Победители в восторге и с гордостью возвращались на свое место. Им весело.

Аксютка же щелкает зубами.

В углу двора, около сбитенной и хлебной пекарни, несколько человек прокапывали в огромной куче снега норы и проползали через те норы на своем брюхе. В другом углу двора играли в крепость, стараясь выбить друг друга из занятой на куче снега позиции, причем вместо картечи употреблялись в дело снежки. Гришкец и Васенда повалили Сашкеца на снег, зарыли его с руками и ногами в кучу снега, так что торчит одна лишь голова Сашкеца, – он беззащитен, и творят ему смазь вселенскую. Гришкец и Васенда хохочут, да и Сашкец хохочет, – это была шутка полюбовная.

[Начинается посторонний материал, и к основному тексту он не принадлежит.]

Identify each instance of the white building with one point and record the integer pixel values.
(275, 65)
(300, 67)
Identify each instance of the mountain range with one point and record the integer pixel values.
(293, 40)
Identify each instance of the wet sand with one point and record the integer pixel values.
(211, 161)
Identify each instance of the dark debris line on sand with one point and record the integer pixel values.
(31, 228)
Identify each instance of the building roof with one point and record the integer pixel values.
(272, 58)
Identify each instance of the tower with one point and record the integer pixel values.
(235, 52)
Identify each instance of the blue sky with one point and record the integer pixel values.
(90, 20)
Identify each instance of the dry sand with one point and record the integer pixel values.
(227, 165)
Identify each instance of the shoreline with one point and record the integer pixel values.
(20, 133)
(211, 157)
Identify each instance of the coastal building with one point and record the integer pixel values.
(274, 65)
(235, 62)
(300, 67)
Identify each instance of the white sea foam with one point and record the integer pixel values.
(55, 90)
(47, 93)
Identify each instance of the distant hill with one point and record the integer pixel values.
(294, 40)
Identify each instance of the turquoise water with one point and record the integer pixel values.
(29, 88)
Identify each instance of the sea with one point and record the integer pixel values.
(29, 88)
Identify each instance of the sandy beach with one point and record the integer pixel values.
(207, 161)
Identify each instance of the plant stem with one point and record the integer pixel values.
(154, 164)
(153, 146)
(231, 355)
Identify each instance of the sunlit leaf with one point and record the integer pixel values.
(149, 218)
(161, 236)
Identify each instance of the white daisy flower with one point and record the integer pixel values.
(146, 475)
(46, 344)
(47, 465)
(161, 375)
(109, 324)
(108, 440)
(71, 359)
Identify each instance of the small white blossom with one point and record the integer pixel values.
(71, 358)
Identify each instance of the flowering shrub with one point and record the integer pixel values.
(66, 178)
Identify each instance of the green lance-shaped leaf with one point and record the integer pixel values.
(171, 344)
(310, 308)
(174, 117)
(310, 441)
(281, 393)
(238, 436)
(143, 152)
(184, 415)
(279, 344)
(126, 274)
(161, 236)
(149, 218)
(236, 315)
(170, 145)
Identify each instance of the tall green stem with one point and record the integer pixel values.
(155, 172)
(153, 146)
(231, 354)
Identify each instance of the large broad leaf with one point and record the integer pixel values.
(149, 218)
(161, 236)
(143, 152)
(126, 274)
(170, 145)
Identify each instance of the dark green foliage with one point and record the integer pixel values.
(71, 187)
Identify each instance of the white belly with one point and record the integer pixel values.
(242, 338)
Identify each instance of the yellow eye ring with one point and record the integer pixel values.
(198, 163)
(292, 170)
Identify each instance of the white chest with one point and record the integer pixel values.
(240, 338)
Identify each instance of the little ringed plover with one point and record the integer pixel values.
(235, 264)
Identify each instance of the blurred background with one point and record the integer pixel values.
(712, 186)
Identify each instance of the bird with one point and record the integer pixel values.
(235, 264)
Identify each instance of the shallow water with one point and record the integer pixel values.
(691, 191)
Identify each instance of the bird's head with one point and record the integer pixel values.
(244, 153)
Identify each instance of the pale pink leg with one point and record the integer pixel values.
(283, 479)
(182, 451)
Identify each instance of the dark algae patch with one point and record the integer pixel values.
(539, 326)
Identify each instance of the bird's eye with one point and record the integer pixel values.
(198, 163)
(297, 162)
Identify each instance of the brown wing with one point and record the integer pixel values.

Всем весело.

Аксютка щелкает зубами.

На двор училища вошли две женщины – одна старуха, другая лет тридцати с лишком. Спросивши где живет ишпехтор, то есть инспектор, они направились к двухэтажному зданию, крыша которого заканчивалась шпилем со звездою. Скоро они уже стояли в зале инспектора. Старуха была женщина дряхлая, лицо в трещинах, до того обожженное летним солнцем, что и зимою не сходил с него загар; маленькие глазки ее бегали, как две перепуганных мыши, и тоскливое их выражение возбуждало жалость. Эта сгорбившаяся дама имела на седой, в висках плешивой голове шерстяной платок, на плечах поношенную шубейку, на ногах мужские сапоги. Другая женщина была лет тридцати двух, высокого роста, рябая, с длинными мозолистыми руками; она смотрела исподлобья с тем беспристрастьем, с которым смотрят люди на что‑либо неизбежное в их жизни и с чем они примирились. Одета она в новую заячью шубку, в новый платок, и на ногах ее не сапоги, а башмаки козловые.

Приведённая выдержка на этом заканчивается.